Katherine had sacrificed marrying the man she loved and her dream of becoming a doctor in order to care for a damaged niece. Moriah now realized just how seldom she had ever seen her aunt smile. She suspected that competent, wise Katherine had been as sad as Moriah, until Nicolas, with all his faults, stepped in.
And Nicolas. Ah, Nicolas. A gifted medical student when his mother died, he had given up his dream of becoming a surgeon by incomprehensibly taking on his mother’s profession of obstetrics, a specialty Moriah felt certain he was emotionally ill-suited for. She found herself wondering, sometimes, if his hasty and poorly chosen marriage might have been the worst fate of them all.
Then, there was herself. Moriah wished she could go back in time, take the silent little girl she had once been, and hold her in her arms. Her heart swelled with pity for that little girl, pity for all of them, crippled, yet in their own way, valiant. They had all tried so hard to put the pieces back together and make lives for themselves.
As Moriah’s hands sawed and hammered, her mind imagined their separate lives integrated into a jigsaw puzzle, scattered onto the floor by Chief Moawa’s violent hand. Then, she imagined God patiently picking up the pieces, one by one, placing them all together—here, right now, on this island, fitting their lives together so they could finally heal.
She realized, now, part of her initial attraction to Ben was based on what had happened in that jungle village.
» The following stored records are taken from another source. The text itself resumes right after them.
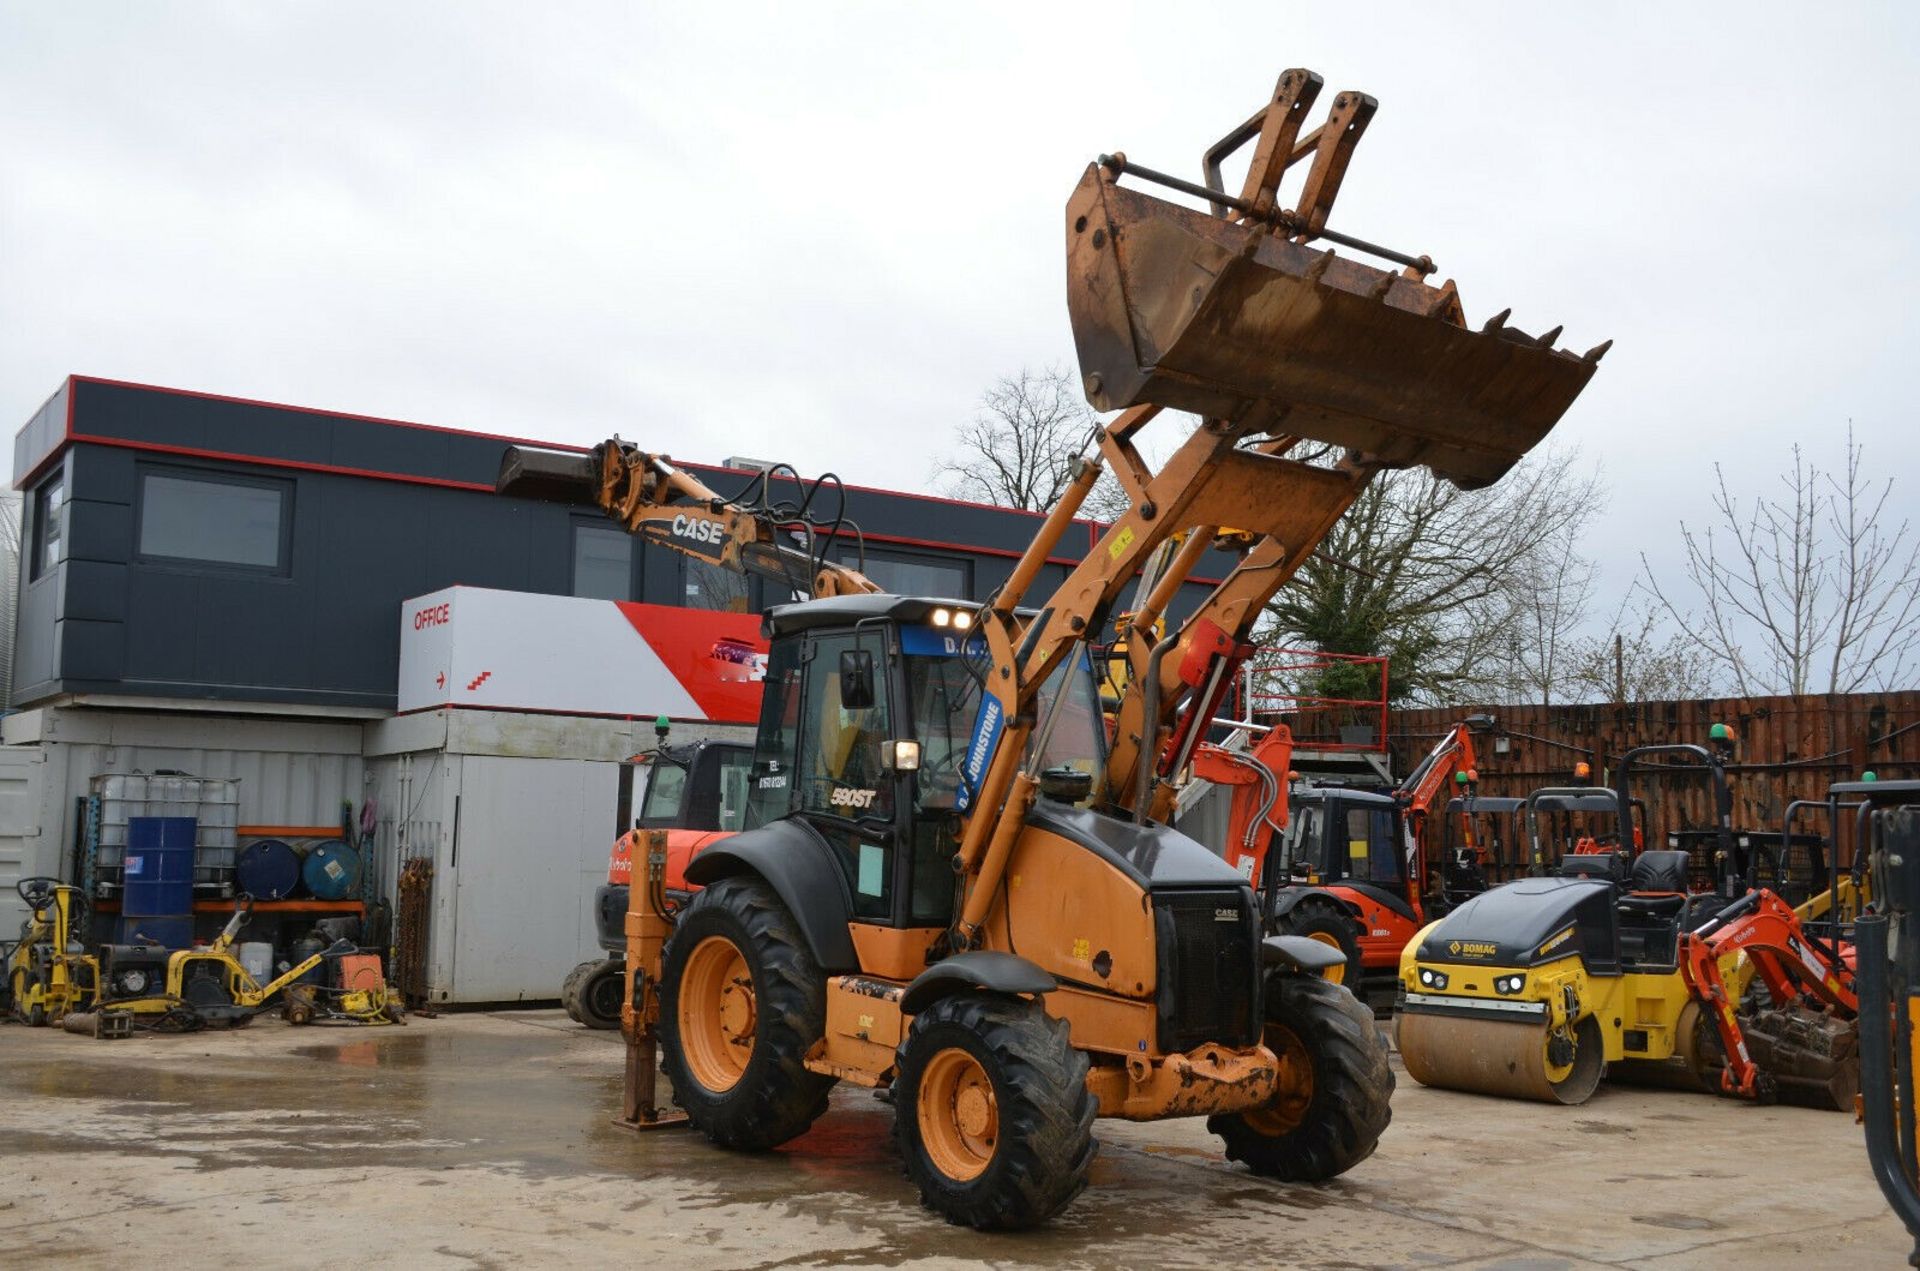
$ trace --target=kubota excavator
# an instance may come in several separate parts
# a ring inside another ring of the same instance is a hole
[[[1414,933],[1446,912],[1446,893],[1429,886],[1441,864],[1440,809],[1451,789],[1477,779],[1473,737],[1492,727],[1488,715],[1455,724],[1386,793],[1291,781],[1284,726],[1247,752],[1198,748],[1195,777],[1232,790],[1227,863],[1260,889],[1266,929],[1338,950],[1333,975],[1356,990],[1369,973],[1395,974]],[[1478,869],[1471,823],[1463,828],[1455,877]]]
[[[767,614],[748,828],[688,865],[684,908],[663,842],[634,864],[629,1123],[674,1120],[655,1103],[656,1043],[685,1119],[727,1147],[794,1138],[836,1082],[880,1088],[923,1201],[981,1228],[1062,1209],[1101,1115],[1207,1116],[1229,1157],[1282,1179],[1373,1151],[1393,1078],[1370,1013],[1323,978],[1337,955],[1264,936],[1248,881],[1164,823],[1171,778],[1260,607],[1372,473],[1498,480],[1599,350],[1557,350],[1558,328],[1524,335],[1505,315],[1472,329],[1430,261],[1330,230],[1374,103],[1338,94],[1309,130],[1320,87],[1282,75],[1208,152],[1206,185],[1118,154],[1087,168],[1066,213],[1068,308],[1089,400],[1121,413],[985,604],[831,594]],[[1232,195],[1219,164],[1248,142]],[[1278,184],[1303,161],[1285,208]],[[1136,440],[1163,409],[1204,422],[1156,468]],[[1344,453],[1296,457],[1310,442]],[[633,457],[602,447],[582,474],[608,505],[650,497],[658,469]],[[1127,512],[1029,607],[1105,466]],[[1091,642],[1184,533],[1135,610],[1133,630],[1157,630],[1221,526],[1250,546],[1197,613],[1128,648],[1109,747]]]

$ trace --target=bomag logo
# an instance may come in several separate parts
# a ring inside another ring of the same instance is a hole
[[[870,808],[878,790],[849,790],[839,787],[827,796],[827,802],[836,808]]]
[[[709,521],[699,516],[676,516],[673,518],[673,536],[684,538],[692,543],[718,543],[727,536],[726,527],[718,521]]]
[[[1447,946],[1447,952],[1456,958],[1490,958],[1497,948],[1484,940],[1455,940]]]
[[[1541,945],[1540,955],[1544,957],[1545,955],[1552,953],[1555,949],[1558,949],[1561,945],[1565,944],[1567,941],[1571,939],[1573,939],[1573,928],[1568,927],[1565,931],[1562,931],[1559,935],[1555,936],[1553,939]]]

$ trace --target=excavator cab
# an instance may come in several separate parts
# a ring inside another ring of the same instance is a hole
[[[1288,801],[1283,875],[1346,884],[1404,899],[1406,832],[1400,803],[1369,790],[1297,790]]]

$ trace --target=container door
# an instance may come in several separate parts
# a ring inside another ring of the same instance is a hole
[[[27,907],[14,890],[22,878],[58,874],[60,862],[42,859],[41,785],[46,752],[37,746],[0,746],[0,939],[14,940],[27,919]]]
[[[598,947],[619,769],[574,759],[460,759],[449,845],[456,1002],[551,1000]]]

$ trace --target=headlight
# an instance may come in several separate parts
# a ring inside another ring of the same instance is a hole
[[[1430,989],[1444,989],[1447,987],[1447,973],[1445,971],[1435,971],[1427,967],[1421,967],[1420,983]]]
[[[1497,975],[1493,978],[1493,991],[1509,997],[1525,987],[1527,987],[1527,977],[1524,975]]]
Petras was her friend when she was a little girl. He made toys for her. Along with the other adults, he had watched out for her. She felt safe with Petras.
There had been something familiar about Ben from the moment she saw him striding up the hill after their fishing trip. And she was right. Those familiar broad shoulders, that unruly red hair, those stonemason hands had once, long ago, deliberately stood between her and death.
Just like she had felt safe with his father when she was a child, she felt safe with Ben now. She tried very hard not to think about the vacuum he would leave in her heart the day he left.